While some of these Palestinians intended harm, they have been remarkably few and far between, a minuscule percentage of the tens of thousands of unarmed protesters. That is part of a historic pattern: Israel claims it only uses force when absolutely necessary. The evidence suggests otherwise. A hugely disproportionate number of Palestinians die, while few if any Israelis ever do (in this case: zero). Still Israel claims it is defending itself.
It is a curious line of defense, one which reveals the very (troubled, and troubling) logic of Zionism itself.
Zionism, broadly speaking, is the belief that the Jewish people deserve the right to self-determination, to define themselves collectively as so many other peoples do. This, and the undeniable historic tie of Jews, and Judaism, to what is now Israel and the West Bank, is used to buttress the legitimacy of Israel.

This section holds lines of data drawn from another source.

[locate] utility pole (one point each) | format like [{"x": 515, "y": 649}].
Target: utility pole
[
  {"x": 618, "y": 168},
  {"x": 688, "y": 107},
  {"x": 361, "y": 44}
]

Now, these are important points. Why shouldn't the Jews have the right to self-determination? And there are plenty of anti-Israel voices who do deny the historical connection of Jews, and Judaism, to what is now Israel and Palestine. Such voices are frequently anti-Semitic and, flatly, wrong. But the problem isn't self-determination.
It's not historical connection, either.
It's that the Palestinians are indigenous. They were already there. Foreign settlers, whether they arrived before 1948 or after 1967, sought to enter that land — in order to transform that land into their own.
Thus, if Israel is justified in using live fire against Palestinian civilians trying to re-enter territory they were literally expelled from by that state, then shouldn't Palestinians have an equal right to indiscriminately use violence against Israeli settlers? Settlers, after all, aren't just trying to encroach on the meager rump state that is now purportedly on offer to the Palestinians, but are creating facts on the ground — cities, roads and checkpoints — that make a contiguous Palestinian state impossible.
Of course, that idea strikes us as outrageous, and rightly so. So why the double standard?
This conflict does not have a military solution, and a moral and principled position would require us to apply to Israel at least the same standards that we apply to the Palestinians. Such an approach itself is an injustice (if even unavoidable): This is not a conflict between two equal and competing narratives. The Palestinians were already there.
Sadly at this point, even to be evenhanded approach would be progress. We see the incredibly insensitive spectacle of America's elected leaders feting Israeli Prime Minister Benjamin Netanyahu and the president of the Anti-Defamation League (ADL) tweeting a selfie while dozens of miles away, a slaughter of the defenseless unfolds.
Quite a victory it is.
Relations between American and Israeli Jews are already in decline; the spectacle of anti-Semitic religious fundamentalists sharing the stage with a right-wing Israeli prime minister deeply hostile to the lived religious experience of most American Jews is certainly not going to help. Organizations like the ADL, with its already checkered record among Arab and Muslim Americans, might not want to ask after today why movements such as Black Lives Matter have successfully turned away.
Americans have every right to reject this alliance, and propose in its stead a foreign policy that serves our interests, as well as our values. That means ceasing to hypocritically advocate in the Middle East what we would never tolerate at home for ourselves.
The only future for Israelis and Palestinians that offers both security and dignity is a single state which shares some higher functions, and delegates others to its constituent peoples. Some might say this is a fantasy. Others might argue it undermines Zionism itself. My response is simple: Actions have consequences, and rectifying the wrongs inherent in building a nation on someone else's land requires, at the very least, sharing that land in pursuit of a reasonable peace.
And that is not delusional: While the lived experience of Native Americans and African Americans in the United States remains very troubling, we have made substantial progress in transforming the narrative of our nation to recognize the wrongs of history and policy. Israel's leaders and supporters never tire of telling us how the country represents values shared by Americans. Well, our foundation values are equality and democracy.
Israel is welcome to try them.
Haroon Moghul is a commentator and author of three books. His most recent is a memoir, "How to be a Muslim: An American Story."